What amazes me the most about all this "stuff" is just how much of it there is, and this is the stuff that people don't want.
Clearly, my standards are rather low, but taken in another way....I am very easy to please. I am eternally grateful for any and all clothes that show up for kids because with 5 of them (and all of them true "farm kids"), clothes go by fast. Miscellaneous wood is another one that is very handy to have people drop off....you just never know when you will need to build a shed or put together a project that may require odd pieces of wood or when people will drop by for an impromptu bon fire.
The worst part is that we start to take on a "pack rat" mentality and have to periodically jettison some of the excess cargo that builds up. The biggest times that we have had to do this, of course, is when moving from place to place. We moved so much for a while that we had it down to a science. "Three moves equals a burn" was a common phrase in our house, and we were pared down to only the necessities. Needless to say, when you move to a farm with excess out buildings, the stuff starts to pile up in a big way. My mother always threatened that, when she moved off their farm, that she was just going to lock the door and light the match. Having recently moved my parents off their farm.....this would have been a good idea.
I really have nothing against products made in China, they make the products that Americans either don't want to make, or American companies don't want to have to pay so much to have made. However, I try to keep my purchases as close to home as I can. It isn't easy, but once in a while you find a company that still produces a product in America. They aren't inexpensive, that much is for sure, but they are paying American workers wages that support the local economy and they are very often socially conscious companies that make the effort to produce a quality product while simultaneously creating jobs. Imagine what our country would be like if these companies were the ones that we shopped at instead of the Wal Marts? America has essentially become the land of the service industry - manufacturing has become a thing of the past for many, which is unfortunate. Not everyone is cut out for service industries and I sometimes wonder what will happen when China decides that it is tired of supplying us with our plastic Happy Meals toys and 50 inch television screens? Will we have any idea how to produce stuff for ourselves? And will anyone be able to afford it? When I can't find an American product, I buy second hand if possible - yes, it probably came from China, but it is sold not once, but twice (or more) by local sales people.
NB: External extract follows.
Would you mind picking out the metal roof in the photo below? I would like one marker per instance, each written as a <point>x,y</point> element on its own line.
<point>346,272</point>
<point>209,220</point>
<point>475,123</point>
Believe it or not, there are times that I think back to the stories that my grandparents told me about the Depression and not having so much stuff, and I am somewhat envious. A time when people were all working together to exist in whatever capacity they could, using what they had on hand, relying on neighbors for help when needed. As much of a struggle as those times were, I never once heard a story from either set of grandparents that was necessarily sad. They were stories of dances and playing cards with friends and sitting on fenders of their cars in the middle of town on Saturday nights talking to each other while all the kids ran around and played kick the can. Crazy stories of jobs that my grandpa did to make ends meet - like moving houses or driving a load of pigs to market when the truck tipped over and all the pigs got out. Now what are our stories? "Went to work, came home, ate something in front of the t.v. and then went to bed." ....talk about the great depression.
I think there is a movement afoot - slow but starting to grow - of people that are starting to realize some of this as well, that sometimes less is more, being creative and ingenuitive gives more a sense of accomplishment than being rich does, and sometimes talking and having dinner with neighbors rather than watching the latest episode on t.v. leads to memories shared. Maybe it is due to "The Great Recession" that we are in right now, in which people just don't have the funds to replace or buy things, but I like to imagine that maybe....just maybe, we are waking up to the idea that want and need really are two different things and sometimes, when the wants can't be had, it allows a little space for something else to come in instead - creativity, interaction, memories made. Maybe that is what my grandmother really meant, "Waste not. Want not."